その純真無垢なアイドルが今、滝川の手に落ちている。
唇をさする。
この唇に、いったいどれだけの男どもが魅惑されているのだろう。
その魅惑的な肢体が今は滝川の意のままなのだ。
「麗桜のこと、どうする気なの?」
「別に。こうしてしばらく支配下に置いておくだけだ。危害を加える気はないから安心しろ」
危害を加えたりしたら、商品価値が下がってしまうからな。
「しばらくってどのくらい?」
「人間の汚い部分を知らないアイドルの顔が絶望の色で染まり切るまで……とか?」
宮本麗桜はもともと喜怒哀楽の表情のはっきりしているやつだった。喜んでいるときには満面の笑みを浮かべ、悲しい時にはその可憐な顔をゆがませる。
その麗桜が困惑と不安で何とも言えない絶妙な表情をしているのが面白い。拉致冥利ってやつだ。
「そうだ、ちょっと待ってろ」
そう言って滝川はいったん動画の撮影をオフにし部屋を出る。ほどなくして再び部屋に戻ってきたときには、紙コップを手に持っていた。
再びカメラをオンに切り替える。
「
「?」
「俺は心優しい犯罪者だからな。飲み物を持ってきてやった」
滝川は紙コップを麗桜の顔の前に差し出す。
コップの中身は黄色っぽい液体で満たされている。
「それ、何が入っているの?」
麗桜は眉をひそめて怪訝そうに尋ねる。
「ただの水じゃないよね? お茶にしてはなんか変な色してるし……」
「ただのリンゴジュースだよ」
「ほんとに?」
「冷蔵庫に入れ忘れてたから多少生ぬるくなってるのは勘弁してくれ」
滝川は紙コップを麗桜の口許まで持って行き、彼女に飲ませようとする。
だが、麗桜はこれまでに見せたことのないくらい表情をゆがませて、口を真一文字に結ぶ。頑なとして口を開かない。
得体のしれない液体を飲むことを拒もうとする。
本気で嫌がっているのか、瞳には涙の粒が浮かんできた。
ったく、ただのリンゴジュースだと言っているのに。
滝川はジュースを飲ませるのを諦めて、代わりに紙コップの液体を麗桜の履いているショートパンツの上にぶちまけた。
薄黄色い液体が麗桜のショートパンツと太ももを濡らし、その下のフローリングに滴る。
「ハハハハハハハ。まるでお漏らししちゃったみたいだな」
滝川は高笑いした。
アイドルの顔は涙でしわくちゃになっている。
その表情を見た滝川は、耐えきれず、さらに高笑いを続けた。
頭がおかしくなりそうなくらい高笑いを続けた。
高笑いを止めたのはインターホンの音だった。
「誰か来やがったな」
しばらく窺っていると、二度目のインターホンが鳴る。
「ちっ」
滝川はカメラを止め、麗桜にさくっと猿轡をかませてから玄関に向かった。
ドアを開ける。
外に立っているのは2名の警察官だった。
「これはこれは、お勤めご苦労様です。
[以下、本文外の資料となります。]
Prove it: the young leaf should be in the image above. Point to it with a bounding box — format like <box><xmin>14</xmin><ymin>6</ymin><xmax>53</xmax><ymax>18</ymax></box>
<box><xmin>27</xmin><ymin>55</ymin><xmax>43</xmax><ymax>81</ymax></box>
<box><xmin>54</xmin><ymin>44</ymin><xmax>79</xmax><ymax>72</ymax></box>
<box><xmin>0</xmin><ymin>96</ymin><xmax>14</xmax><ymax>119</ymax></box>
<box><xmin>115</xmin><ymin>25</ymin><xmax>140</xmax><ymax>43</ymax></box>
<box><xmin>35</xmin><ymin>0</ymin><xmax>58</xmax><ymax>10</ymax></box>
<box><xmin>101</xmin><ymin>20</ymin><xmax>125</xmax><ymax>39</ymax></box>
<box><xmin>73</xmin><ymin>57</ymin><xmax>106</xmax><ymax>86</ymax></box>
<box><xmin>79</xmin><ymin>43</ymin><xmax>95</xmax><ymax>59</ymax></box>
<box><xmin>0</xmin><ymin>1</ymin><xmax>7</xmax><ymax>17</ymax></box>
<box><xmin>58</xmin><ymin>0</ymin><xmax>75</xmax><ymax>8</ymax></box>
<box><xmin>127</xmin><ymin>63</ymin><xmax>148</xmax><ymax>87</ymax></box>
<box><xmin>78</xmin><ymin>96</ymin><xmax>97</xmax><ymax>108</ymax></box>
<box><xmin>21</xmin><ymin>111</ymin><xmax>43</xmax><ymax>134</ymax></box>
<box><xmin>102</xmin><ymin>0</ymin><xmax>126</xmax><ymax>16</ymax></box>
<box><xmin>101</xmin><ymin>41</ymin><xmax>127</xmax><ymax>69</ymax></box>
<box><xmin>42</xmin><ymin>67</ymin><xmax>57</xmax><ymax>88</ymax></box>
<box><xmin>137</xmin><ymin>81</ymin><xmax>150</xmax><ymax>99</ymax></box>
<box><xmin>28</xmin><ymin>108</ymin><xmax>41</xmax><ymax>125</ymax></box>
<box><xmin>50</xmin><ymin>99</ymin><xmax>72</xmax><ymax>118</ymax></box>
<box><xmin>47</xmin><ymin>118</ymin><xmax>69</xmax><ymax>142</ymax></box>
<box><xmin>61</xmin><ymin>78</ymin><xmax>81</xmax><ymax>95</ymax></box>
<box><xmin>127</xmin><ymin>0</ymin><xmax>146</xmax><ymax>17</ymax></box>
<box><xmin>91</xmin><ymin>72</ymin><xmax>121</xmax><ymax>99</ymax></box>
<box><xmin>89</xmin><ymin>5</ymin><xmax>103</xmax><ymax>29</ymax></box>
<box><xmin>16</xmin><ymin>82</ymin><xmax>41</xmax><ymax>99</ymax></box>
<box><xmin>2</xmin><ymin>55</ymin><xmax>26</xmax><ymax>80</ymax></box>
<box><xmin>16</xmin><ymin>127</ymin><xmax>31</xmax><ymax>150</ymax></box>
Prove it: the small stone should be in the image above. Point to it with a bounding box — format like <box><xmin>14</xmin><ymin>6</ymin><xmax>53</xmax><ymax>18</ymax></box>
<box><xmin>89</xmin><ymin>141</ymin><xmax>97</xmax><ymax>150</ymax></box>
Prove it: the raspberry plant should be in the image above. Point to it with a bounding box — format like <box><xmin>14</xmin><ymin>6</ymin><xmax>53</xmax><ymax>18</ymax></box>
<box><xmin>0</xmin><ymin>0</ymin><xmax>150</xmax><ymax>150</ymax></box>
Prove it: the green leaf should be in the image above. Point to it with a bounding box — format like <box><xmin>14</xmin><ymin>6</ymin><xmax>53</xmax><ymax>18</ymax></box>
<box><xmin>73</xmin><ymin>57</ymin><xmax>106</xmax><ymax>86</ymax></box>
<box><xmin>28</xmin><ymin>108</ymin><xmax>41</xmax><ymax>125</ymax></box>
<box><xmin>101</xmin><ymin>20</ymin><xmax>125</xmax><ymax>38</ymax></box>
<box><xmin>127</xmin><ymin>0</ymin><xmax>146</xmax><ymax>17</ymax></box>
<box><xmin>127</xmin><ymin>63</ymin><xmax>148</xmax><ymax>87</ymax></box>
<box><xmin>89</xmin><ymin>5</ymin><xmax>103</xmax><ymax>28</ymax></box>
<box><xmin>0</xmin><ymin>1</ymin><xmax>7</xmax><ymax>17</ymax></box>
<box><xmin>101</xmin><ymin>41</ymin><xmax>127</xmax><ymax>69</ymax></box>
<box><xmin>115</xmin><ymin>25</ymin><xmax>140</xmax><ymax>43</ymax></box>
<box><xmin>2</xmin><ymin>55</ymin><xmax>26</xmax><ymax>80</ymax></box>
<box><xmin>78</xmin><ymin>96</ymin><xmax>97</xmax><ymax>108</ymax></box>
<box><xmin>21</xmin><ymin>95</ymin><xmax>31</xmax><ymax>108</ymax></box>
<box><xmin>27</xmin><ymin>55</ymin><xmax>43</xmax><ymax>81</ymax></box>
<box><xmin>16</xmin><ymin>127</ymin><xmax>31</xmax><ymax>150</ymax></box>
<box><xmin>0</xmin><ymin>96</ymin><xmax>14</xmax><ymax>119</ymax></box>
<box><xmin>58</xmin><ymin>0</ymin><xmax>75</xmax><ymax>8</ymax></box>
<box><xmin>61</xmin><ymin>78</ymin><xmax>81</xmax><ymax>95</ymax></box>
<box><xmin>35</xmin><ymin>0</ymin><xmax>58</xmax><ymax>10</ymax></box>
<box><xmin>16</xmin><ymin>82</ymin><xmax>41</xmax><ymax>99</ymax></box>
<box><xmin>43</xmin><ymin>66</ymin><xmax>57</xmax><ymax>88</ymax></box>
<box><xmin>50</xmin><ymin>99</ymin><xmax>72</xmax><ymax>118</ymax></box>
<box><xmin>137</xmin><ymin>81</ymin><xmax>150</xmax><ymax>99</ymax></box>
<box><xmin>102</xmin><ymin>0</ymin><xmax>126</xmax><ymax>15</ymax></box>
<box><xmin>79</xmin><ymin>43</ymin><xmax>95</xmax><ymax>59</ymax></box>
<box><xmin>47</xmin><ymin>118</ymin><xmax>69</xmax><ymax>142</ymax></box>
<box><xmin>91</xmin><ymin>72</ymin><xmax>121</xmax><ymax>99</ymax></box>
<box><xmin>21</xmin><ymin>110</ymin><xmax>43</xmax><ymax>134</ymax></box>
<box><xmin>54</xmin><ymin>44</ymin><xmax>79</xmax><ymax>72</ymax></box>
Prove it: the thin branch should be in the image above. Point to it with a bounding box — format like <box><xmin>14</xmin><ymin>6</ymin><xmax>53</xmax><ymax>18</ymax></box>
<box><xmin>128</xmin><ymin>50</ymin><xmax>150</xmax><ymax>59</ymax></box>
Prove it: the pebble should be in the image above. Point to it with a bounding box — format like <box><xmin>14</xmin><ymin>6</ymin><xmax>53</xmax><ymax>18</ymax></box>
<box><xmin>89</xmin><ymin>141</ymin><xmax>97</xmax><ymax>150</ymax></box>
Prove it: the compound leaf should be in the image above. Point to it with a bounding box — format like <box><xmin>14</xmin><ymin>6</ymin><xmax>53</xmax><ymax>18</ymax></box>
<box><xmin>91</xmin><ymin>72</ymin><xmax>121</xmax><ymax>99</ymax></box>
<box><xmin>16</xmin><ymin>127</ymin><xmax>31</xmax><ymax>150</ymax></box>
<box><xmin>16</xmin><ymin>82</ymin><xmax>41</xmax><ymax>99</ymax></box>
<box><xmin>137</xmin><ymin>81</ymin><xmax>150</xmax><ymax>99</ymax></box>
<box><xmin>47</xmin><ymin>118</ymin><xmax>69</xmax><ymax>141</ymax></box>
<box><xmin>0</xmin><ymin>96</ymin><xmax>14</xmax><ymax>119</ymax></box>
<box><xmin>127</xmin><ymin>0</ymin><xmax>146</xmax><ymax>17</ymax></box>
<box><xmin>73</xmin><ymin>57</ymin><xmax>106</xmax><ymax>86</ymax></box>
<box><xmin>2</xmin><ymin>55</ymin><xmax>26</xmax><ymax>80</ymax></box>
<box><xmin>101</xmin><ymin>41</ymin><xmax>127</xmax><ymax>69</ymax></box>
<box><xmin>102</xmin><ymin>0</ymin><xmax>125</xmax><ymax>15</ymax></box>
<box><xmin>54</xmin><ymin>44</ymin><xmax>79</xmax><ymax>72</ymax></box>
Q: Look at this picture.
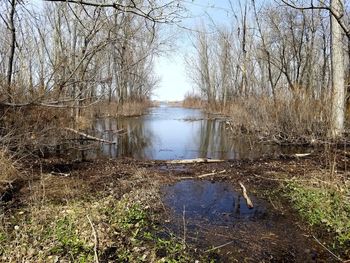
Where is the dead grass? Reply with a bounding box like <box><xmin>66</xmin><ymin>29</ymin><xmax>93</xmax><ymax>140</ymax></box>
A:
<box><xmin>182</xmin><ymin>93</ymin><xmax>205</xmax><ymax>109</ymax></box>
<box><xmin>184</xmin><ymin>94</ymin><xmax>329</xmax><ymax>144</ymax></box>
<box><xmin>0</xmin><ymin>149</ymin><xmax>20</xmax><ymax>183</ymax></box>
<box><xmin>91</xmin><ymin>101</ymin><xmax>152</xmax><ymax>117</ymax></box>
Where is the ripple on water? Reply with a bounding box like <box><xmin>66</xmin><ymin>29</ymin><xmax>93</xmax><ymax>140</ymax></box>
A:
<box><xmin>163</xmin><ymin>180</ymin><xmax>265</xmax><ymax>225</ymax></box>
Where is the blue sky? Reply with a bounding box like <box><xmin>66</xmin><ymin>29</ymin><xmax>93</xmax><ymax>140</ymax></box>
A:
<box><xmin>31</xmin><ymin>0</ymin><xmax>241</xmax><ymax>101</ymax></box>
<box><xmin>153</xmin><ymin>0</ymin><xmax>234</xmax><ymax>101</ymax></box>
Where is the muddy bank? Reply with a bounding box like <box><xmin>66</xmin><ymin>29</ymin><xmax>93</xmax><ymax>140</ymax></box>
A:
<box><xmin>2</xmin><ymin>155</ymin><xmax>348</xmax><ymax>262</ymax></box>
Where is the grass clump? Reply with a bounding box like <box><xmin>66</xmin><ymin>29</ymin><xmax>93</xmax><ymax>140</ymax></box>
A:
<box><xmin>287</xmin><ymin>182</ymin><xmax>350</xmax><ymax>247</ymax></box>
<box><xmin>0</xmin><ymin>190</ymin><xmax>198</xmax><ymax>263</ymax></box>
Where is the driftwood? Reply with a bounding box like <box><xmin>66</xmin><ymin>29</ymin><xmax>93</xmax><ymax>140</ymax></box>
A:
<box><xmin>63</xmin><ymin>127</ymin><xmax>116</xmax><ymax>144</ymax></box>
<box><xmin>179</xmin><ymin>170</ymin><xmax>226</xmax><ymax>180</ymax></box>
<box><xmin>166</xmin><ymin>158</ymin><xmax>225</xmax><ymax>164</ymax></box>
<box><xmin>294</xmin><ymin>153</ymin><xmax>311</xmax><ymax>158</ymax></box>
<box><xmin>239</xmin><ymin>182</ymin><xmax>254</xmax><ymax>209</ymax></box>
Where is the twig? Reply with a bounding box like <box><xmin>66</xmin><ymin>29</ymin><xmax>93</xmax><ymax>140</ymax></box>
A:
<box><xmin>182</xmin><ymin>205</ymin><xmax>186</xmax><ymax>246</ymax></box>
<box><xmin>204</xmin><ymin>240</ymin><xmax>235</xmax><ymax>253</ymax></box>
<box><xmin>312</xmin><ymin>235</ymin><xmax>343</xmax><ymax>262</ymax></box>
<box><xmin>294</xmin><ymin>153</ymin><xmax>311</xmax><ymax>157</ymax></box>
<box><xmin>179</xmin><ymin>170</ymin><xmax>226</xmax><ymax>180</ymax></box>
<box><xmin>50</xmin><ymin>171</ymin><xmax>71</xmax><ymax>177</ymax></box>
<box><xmin>86</xmin><ymin>215</ymin><xmax>99</xmax><ymax>263</ymax></box>
<box><xmin>63</xmin><ymin>127</ymin><xmax>116</xmax><ymax>144</ymax></box>
<box><xmin>239</xmin><ymin>182</ymin><xmax>254</xmax><ymax>209</ymax></box>
<box><xmin>166</xmin><ymin>158</ymin><xmax>225</xmax><ymax>164</ymax></box>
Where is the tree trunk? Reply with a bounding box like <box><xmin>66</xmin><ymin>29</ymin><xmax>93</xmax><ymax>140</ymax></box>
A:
<box><xmin>6</xmin><ymin>0</ymin><xmax>16</xmax><ymax>103</ymax></box>
<box><xmin>329</xmin><ymin>0</ymin><xmax>345</xmax><ymax>138</ymax></box>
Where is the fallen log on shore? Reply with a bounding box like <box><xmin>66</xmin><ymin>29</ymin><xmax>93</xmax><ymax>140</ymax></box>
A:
<box><xmin>166</xmin><ymin>158</ymin><xmax>225</xmax><ymax>164</ymax></box>
<box><xmin>63</xmin><ymin>127</ymin><xmax>116</xmax><ymax>144</ymax></box>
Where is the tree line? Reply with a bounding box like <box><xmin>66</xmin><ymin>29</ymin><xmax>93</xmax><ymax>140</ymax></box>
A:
<box><xmin>189</xmin><ymin>0</ymin><xmax>349</xmax><ymax>140</ymax></box>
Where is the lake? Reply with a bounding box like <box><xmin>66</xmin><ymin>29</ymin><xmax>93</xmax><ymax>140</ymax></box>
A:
<box><xmin>88</xmin><ymin>104</ymin><xmax>302</xmax><ymax>160</ymax></box>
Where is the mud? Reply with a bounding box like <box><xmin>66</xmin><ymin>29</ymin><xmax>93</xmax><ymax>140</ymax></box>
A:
<box><xmin>2</xmin><ymin>152</ymin><xmax>346</xmax><ymax>262</ymax></box>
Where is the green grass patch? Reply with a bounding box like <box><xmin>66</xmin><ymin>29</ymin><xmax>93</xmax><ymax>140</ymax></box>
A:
<box><xmin>287</xmin><ymin>182</ymin><xmax>350</xmax><ymax>247</ymax></box>
<box><xmin>0</xmin><ymin>193</ymin><xmax>205</xmax><ymax>263</ymax></box>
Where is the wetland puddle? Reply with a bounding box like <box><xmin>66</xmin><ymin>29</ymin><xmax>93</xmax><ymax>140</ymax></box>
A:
<box><xmin>164</xmin><ymin>180</ymin><xmax>265</xmax><ymax>225</ymax></box>
<box><xmin>86</xmin><ymin>104</ymin><xmax>310</xmax><ymax>160</ymax></box>
<box><xmin>162</xmin><ymin>180</ymin><xmax>330</xmax><ymax>262</ymax></box>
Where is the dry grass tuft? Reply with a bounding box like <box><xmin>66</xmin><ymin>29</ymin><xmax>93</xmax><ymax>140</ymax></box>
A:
<box><xmin>0</xmin><ymin>149</ymin><xmax>20</xmax><ymax>184</ymax></box>
<box><xmin>91</xmin><ymin>101</ymin><xmax>152</xmax><ymax>117</ymax></box>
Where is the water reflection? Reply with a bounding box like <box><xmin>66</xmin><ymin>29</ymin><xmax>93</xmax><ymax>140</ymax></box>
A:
<box><xmin>89</xmin><ymin>105</ymin><xmax>306</xmax><ymax>160</ymax></box>
<box><xmin>94</xmin><ymin>118</ymin><xmax>153</xmax><ymax>159</ymax></box>
<box><xmin>163</xmin><ymin>180</ymin><xmax>264</xmax><ymax>225</ymax></box>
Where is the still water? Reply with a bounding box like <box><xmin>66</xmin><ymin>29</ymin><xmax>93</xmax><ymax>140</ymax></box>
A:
<box><xmin>90</xmin><ymin>105</ymin><xmax>296</xmax><ymax>160</ymax></box>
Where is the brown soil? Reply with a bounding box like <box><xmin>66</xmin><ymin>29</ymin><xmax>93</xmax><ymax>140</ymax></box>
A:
<box><xmin>1</xmin><ymin>154</ymin><xmax>347</xmax><ymax>262</ymax></box>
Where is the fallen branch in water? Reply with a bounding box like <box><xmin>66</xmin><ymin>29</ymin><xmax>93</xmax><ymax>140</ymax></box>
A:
<box><xmin>166</xmin><ymin>158</ymin><xmax>225</xmax><ymax>164</ymax></box>
<box><xmin>63</xmin><ymin>127</ymin><xmax>116</xmax><ymax>144</ymax></box>
<box><xmin>294</xmin><ymin>153</ymin><xmax>311</xmax><ymax>158</ymax></box>
<box><xmin>204</xmin><ymin>240</ymin><xmax>235</xmax><ymax>253</ymax></box>
<box><xmin>312</xmin><ymin>235</ymin><xmax>342</xmax><ymax>262</ymax></box>
<box><xmin>86</xmin><ymin>215</ymin><xmax>99</xmax><ymax>263</ymax></box>
<box><xmin>179</xmin><ymin>170</ymin><xmax>226</xmax><ymax>180</ymax></box>
<box><xmin>239</xmin><ymin>182</ymin><xmax>254</xmax><ymax>209</ymax></box>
どうかしましたか?」
「実はこの近辺で事件が発生しましてね」
「ほう、それは物騒ですね」
「それでこの辺りの住民に聞き込み調査をしているんですが、どうでしょう、少しお話を聞かせてもらっても構わないでしょうか?」
「ええ、まあ、それくらいの協力なら全然かまわないですけど、でも、いったいどんな事件なんです?」
「宮本麗桜さんって、ご存じですよね?」
警官がズバリと口にしたその名前に、滝川は動揺を表に出さないようにして答える。
「宮本麗桜さん?……ですか? はて。近所にそんな名前の人、住んでましたかね?」
「おや、ご存じないですか? あなたが赴任している高校の卒業生のひとりなんですが」
どうやら警察は滝川が高校の数学教師であることや、麗桜がその高校の卒業生であることを調査済みらしかった。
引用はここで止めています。